Comic inspired by @i.am.dr.arumala post, and all the discussions I’ve had with black women following it.
A lot of my life has been spent carefully modulating my responses to / interactions with white people, and white women in particular. And it doesn’t matter where I’ve been or how “woke” someone claims to be- I am always on guard and frequently disappointed. WW- the effort we undergo to not offend you is immense. I regularly edit my friends’ emails to be gentle enough for you. I swallow indignities to avoid your ire. Because the reality is- upsetting WW isn’t healthy for my career. And yes, WM do this too- but they can’t hide behind the misogyny they face, and they don’t weaponsize their status as a “damsel in distress” to get their way, then insist that punishing me wasn’t their intent. They don’t claim to be my sister and then stab me in the back. 🤷🏿♀️ y’all remember Amy Cooper? She’s more familiar than you think.

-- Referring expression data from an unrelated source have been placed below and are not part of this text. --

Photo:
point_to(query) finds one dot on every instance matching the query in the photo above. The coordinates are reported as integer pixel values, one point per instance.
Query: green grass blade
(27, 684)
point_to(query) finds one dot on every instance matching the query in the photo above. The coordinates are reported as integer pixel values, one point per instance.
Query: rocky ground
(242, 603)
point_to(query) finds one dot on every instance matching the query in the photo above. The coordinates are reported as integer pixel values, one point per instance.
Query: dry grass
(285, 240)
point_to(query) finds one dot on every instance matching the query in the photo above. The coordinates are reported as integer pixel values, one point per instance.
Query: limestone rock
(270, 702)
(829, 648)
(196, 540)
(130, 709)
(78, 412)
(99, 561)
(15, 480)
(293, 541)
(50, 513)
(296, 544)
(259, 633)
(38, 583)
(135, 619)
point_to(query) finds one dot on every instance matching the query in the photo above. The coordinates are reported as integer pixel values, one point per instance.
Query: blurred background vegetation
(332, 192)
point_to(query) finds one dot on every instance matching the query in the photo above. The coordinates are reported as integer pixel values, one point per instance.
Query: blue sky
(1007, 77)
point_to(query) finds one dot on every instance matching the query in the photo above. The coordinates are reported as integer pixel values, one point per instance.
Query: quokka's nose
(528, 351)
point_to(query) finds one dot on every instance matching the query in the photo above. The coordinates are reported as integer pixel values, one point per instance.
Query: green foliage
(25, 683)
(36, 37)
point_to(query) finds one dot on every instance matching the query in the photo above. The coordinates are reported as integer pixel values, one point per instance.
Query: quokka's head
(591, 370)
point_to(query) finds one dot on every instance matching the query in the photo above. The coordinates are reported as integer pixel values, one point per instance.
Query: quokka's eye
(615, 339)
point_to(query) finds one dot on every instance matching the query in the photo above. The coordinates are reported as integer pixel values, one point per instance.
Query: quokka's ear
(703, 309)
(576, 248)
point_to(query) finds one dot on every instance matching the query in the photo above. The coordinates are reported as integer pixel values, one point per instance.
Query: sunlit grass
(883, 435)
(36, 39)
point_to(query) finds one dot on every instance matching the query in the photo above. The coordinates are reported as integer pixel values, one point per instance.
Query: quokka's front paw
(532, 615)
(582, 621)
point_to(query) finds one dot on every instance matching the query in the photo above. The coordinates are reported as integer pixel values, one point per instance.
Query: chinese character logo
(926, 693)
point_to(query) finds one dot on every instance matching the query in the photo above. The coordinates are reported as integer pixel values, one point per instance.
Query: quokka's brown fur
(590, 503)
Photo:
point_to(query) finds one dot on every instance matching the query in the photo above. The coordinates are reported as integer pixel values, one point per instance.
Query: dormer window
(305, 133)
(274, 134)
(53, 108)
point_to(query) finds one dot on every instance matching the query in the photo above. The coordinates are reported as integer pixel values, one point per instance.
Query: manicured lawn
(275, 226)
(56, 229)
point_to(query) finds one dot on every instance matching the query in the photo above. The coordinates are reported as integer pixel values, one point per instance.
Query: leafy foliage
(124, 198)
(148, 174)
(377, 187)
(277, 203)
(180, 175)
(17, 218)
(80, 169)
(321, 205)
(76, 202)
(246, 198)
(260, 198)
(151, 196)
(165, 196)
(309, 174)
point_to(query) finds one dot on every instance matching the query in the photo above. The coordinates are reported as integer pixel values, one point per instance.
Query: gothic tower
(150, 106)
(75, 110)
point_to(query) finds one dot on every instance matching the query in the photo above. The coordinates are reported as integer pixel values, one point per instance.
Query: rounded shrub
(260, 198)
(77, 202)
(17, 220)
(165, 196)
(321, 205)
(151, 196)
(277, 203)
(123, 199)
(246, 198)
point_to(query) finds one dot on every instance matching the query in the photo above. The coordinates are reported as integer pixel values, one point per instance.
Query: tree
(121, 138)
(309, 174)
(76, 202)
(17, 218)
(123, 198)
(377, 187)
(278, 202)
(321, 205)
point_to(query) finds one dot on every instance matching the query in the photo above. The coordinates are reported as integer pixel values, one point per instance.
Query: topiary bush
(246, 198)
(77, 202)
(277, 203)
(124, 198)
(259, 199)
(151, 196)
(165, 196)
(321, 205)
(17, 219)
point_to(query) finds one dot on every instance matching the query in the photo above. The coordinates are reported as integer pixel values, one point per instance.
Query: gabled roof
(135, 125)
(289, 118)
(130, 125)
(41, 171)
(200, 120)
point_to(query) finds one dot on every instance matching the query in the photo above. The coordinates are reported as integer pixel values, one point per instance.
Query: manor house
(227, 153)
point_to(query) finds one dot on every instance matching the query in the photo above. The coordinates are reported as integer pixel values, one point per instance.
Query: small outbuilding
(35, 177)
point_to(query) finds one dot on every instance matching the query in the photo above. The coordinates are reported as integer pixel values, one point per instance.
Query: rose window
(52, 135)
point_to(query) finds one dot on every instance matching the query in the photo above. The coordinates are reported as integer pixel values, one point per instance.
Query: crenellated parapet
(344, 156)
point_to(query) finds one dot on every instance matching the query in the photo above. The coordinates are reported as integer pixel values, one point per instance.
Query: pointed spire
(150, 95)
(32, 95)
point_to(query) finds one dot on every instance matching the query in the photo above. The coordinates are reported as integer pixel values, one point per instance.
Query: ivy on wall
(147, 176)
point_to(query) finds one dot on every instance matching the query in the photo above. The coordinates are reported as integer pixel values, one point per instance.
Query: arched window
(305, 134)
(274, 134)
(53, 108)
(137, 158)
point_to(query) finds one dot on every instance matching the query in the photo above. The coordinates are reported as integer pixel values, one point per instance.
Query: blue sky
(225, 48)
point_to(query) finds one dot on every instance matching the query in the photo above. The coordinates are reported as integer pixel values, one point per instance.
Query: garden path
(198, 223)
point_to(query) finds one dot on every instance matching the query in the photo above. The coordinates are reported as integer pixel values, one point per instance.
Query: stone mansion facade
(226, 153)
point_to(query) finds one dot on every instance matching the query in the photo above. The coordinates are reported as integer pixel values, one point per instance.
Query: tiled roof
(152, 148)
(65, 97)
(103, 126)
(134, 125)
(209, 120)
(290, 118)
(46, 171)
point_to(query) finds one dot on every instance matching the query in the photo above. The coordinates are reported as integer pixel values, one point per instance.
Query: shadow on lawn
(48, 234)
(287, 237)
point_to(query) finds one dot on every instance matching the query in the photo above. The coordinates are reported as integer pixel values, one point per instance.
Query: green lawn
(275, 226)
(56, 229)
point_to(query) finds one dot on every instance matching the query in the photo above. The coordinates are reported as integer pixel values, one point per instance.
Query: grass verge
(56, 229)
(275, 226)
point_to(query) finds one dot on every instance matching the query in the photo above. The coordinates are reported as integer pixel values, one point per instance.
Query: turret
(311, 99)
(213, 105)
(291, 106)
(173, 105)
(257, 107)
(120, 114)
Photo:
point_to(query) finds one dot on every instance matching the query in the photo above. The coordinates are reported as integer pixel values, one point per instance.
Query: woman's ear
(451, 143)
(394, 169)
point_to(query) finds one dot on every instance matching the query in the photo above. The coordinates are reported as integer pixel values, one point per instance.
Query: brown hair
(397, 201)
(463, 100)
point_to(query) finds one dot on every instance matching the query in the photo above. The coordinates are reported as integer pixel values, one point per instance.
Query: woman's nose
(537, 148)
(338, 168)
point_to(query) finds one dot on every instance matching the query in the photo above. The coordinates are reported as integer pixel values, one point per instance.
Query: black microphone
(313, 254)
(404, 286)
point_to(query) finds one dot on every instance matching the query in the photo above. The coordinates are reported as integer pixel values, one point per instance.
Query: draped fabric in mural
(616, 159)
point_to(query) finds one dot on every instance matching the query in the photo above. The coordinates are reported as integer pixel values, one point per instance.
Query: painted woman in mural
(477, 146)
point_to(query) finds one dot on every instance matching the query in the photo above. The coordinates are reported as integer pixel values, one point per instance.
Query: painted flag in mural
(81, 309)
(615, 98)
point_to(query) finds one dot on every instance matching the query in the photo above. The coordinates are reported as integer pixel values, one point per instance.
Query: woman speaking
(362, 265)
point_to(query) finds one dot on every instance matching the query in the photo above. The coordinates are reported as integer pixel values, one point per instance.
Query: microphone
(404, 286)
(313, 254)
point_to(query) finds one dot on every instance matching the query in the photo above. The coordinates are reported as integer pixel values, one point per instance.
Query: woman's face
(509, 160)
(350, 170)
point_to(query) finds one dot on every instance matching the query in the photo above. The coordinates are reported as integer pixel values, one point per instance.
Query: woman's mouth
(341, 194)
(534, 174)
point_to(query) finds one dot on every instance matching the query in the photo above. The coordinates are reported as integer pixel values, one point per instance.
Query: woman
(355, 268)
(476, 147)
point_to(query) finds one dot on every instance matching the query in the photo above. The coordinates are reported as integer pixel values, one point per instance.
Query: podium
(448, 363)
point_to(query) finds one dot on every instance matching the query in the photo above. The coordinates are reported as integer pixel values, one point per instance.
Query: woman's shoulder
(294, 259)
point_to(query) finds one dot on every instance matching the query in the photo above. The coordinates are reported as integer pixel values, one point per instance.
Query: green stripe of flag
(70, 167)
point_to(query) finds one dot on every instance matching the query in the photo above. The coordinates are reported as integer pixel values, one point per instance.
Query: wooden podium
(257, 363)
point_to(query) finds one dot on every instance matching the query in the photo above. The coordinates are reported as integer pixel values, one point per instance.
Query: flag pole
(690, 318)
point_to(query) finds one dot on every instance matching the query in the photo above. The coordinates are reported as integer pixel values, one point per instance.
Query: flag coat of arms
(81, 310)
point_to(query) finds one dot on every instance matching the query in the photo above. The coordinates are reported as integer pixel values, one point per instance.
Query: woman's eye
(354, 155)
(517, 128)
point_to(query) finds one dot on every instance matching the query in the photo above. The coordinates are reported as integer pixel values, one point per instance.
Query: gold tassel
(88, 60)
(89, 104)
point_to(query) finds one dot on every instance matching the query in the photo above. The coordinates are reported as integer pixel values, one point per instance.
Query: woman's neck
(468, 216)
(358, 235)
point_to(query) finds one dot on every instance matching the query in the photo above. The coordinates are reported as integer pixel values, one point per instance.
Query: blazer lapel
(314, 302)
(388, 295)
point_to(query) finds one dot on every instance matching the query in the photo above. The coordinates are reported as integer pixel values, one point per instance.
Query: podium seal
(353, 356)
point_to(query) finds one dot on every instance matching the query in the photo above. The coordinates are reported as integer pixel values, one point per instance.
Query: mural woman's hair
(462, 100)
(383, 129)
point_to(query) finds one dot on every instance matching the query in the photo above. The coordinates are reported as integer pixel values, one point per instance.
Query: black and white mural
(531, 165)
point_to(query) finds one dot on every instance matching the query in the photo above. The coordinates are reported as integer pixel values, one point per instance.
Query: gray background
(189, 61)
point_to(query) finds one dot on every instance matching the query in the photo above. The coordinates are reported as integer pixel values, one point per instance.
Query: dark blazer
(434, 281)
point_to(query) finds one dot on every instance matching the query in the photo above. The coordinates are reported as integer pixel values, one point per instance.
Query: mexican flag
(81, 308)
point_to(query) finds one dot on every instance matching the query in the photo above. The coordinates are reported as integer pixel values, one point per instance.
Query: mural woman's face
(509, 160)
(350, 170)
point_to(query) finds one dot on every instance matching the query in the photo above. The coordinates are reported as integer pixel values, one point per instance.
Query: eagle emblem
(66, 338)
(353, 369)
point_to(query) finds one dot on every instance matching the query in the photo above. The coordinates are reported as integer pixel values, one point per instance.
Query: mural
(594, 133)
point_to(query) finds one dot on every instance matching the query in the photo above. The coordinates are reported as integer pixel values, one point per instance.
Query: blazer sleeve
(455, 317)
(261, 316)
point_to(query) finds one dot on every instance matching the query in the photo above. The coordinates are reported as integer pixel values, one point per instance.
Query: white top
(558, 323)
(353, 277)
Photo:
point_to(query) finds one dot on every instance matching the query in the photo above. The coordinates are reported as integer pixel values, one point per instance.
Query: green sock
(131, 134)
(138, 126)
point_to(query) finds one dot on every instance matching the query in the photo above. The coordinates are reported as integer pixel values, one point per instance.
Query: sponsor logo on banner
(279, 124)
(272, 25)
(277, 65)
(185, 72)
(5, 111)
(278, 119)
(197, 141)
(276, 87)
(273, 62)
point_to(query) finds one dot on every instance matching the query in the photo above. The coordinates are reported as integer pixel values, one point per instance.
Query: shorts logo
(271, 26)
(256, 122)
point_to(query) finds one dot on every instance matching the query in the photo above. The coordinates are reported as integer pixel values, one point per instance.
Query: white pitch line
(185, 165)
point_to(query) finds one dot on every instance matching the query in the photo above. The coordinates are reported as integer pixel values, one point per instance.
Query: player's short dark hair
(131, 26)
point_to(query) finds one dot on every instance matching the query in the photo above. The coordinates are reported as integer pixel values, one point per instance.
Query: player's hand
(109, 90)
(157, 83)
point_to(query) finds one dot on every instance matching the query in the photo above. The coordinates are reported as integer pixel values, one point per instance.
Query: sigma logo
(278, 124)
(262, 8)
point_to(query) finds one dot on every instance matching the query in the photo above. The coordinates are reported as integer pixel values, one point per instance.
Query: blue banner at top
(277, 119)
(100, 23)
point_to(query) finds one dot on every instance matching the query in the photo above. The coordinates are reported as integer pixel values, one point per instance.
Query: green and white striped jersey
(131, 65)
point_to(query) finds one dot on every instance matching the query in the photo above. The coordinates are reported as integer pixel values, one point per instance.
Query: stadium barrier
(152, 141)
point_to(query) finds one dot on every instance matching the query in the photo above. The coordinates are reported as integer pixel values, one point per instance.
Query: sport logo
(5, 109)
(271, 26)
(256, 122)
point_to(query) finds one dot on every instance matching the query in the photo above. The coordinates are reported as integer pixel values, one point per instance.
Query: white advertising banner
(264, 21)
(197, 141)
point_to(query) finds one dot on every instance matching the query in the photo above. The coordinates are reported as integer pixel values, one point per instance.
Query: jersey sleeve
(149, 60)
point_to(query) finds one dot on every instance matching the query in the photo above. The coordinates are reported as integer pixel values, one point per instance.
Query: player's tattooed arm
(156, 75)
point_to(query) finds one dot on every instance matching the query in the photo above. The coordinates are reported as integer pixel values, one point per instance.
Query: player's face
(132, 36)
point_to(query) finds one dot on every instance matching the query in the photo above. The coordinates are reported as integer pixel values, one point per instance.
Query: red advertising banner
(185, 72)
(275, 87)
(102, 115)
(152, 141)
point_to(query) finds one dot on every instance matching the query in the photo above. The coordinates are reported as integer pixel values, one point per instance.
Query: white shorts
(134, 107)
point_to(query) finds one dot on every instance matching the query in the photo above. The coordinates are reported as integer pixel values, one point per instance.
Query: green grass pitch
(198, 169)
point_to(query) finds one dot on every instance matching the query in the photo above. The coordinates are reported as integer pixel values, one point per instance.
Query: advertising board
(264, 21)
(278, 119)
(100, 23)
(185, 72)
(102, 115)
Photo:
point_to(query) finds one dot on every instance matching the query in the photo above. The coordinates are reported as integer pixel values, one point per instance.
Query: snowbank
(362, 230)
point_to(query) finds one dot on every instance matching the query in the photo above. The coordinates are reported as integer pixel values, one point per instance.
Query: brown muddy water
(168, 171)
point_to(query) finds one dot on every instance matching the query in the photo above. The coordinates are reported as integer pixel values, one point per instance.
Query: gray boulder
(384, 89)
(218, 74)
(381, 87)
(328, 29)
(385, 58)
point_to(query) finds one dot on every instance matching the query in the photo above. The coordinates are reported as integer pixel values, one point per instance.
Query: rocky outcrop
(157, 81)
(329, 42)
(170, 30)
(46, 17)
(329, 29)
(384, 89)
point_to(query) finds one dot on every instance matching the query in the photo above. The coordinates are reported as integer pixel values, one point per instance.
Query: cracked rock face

The truth is: I feel conflicted recruiting other black women into medicine sometimes, where I know that if they aren’t as disarming / bubbly as I am, they will be labeled as “aggressive”, “difficult to work with” or “scary” for voicing their dissent. They’ll get evals calling them “cold” or “unfriendly” simply bc they are quiet or tired. They’ll be reported more frequently, and more frequently disliked. That tension is distracting and alienating. I sometimes wonder how much of my personality is a farce, crafted to protect myself from a white gaze that will punish me as soon as it perceives me as a threat.
How do we fix this? First - I think the threshold to report a Black colleague needs to be high. We’re ppl and not a monolith so some of us are awful, but if you have a disagreement, you have to have tried to engage (open mindedly + with the benefit of the doubt), ensured that you are being fair / would confront a WM for the same, + modulate your own feelings about the situation. Escalate only if necessary, + after informing them. Don’t talk trash about them- bc ppl will most certainly take your side without having theirs.